Konsekuensinya untuk orang beriman ya tidak gampang: mencintai musuh, mendoakan mereka yang menganiayanya. Ebusetgak balas dendam aja dah bagus, ini pake’ mencintai dan mendoakannya!
Nota bene: dua konsep ini bisa dianggap enteng juga, yaitu dengan cinta lip service dan doa ritual. Akan tetapi, kalau begitu, jelaslah tak berasal dari relasi autentik dengan Tuhannya. Kalau cinta dan doa itu sungguh berasal dari relasi pribadi dengan Allah, orang beriman memandang semestanya sebagaimana Allah menerbitkan matahari, menurunkan hujan baik kepada orang jahat maupun orang baik.

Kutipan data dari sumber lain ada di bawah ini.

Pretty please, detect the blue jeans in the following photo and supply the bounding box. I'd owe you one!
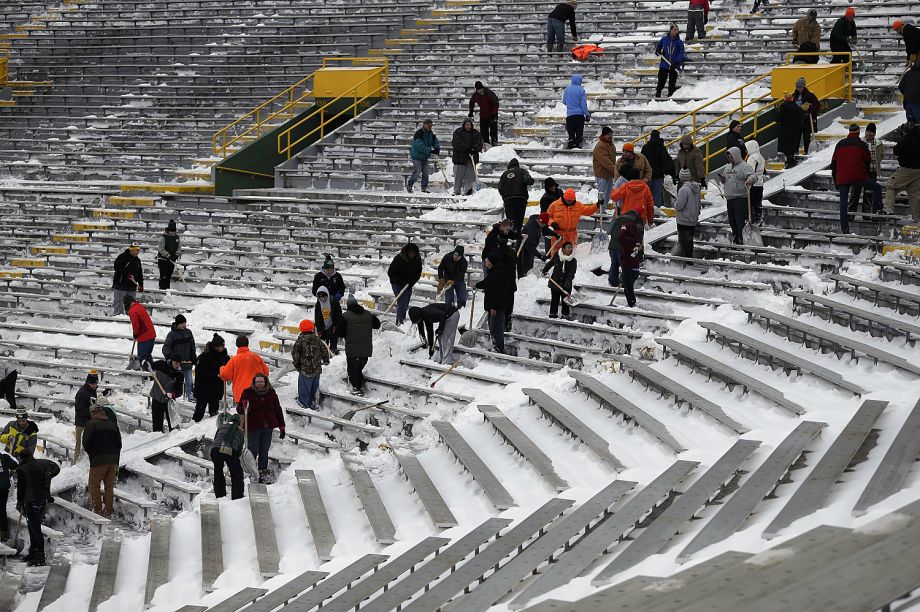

Tuhan, berilah kami rahmat pengertian akan keadilan-Mu yang menyelamatkan. Amin.


HARI SABTU PRAPASKA I
27 Februari 2021

Ul 26,16-19
Mat 5,43-48

Posting 2020: Berat Hati
Posting 2019: Tuhan Nomor Satu

Posting 2018: Hatimu Terbuat dari Apa?

Posting 2017: Sudah Kuat?

Posting 2016: Bridge over Troubled Water
 
Posting
 2015: Logika Paradoksal

Posting 2014: Masih Mau Korupsi? Plis deh…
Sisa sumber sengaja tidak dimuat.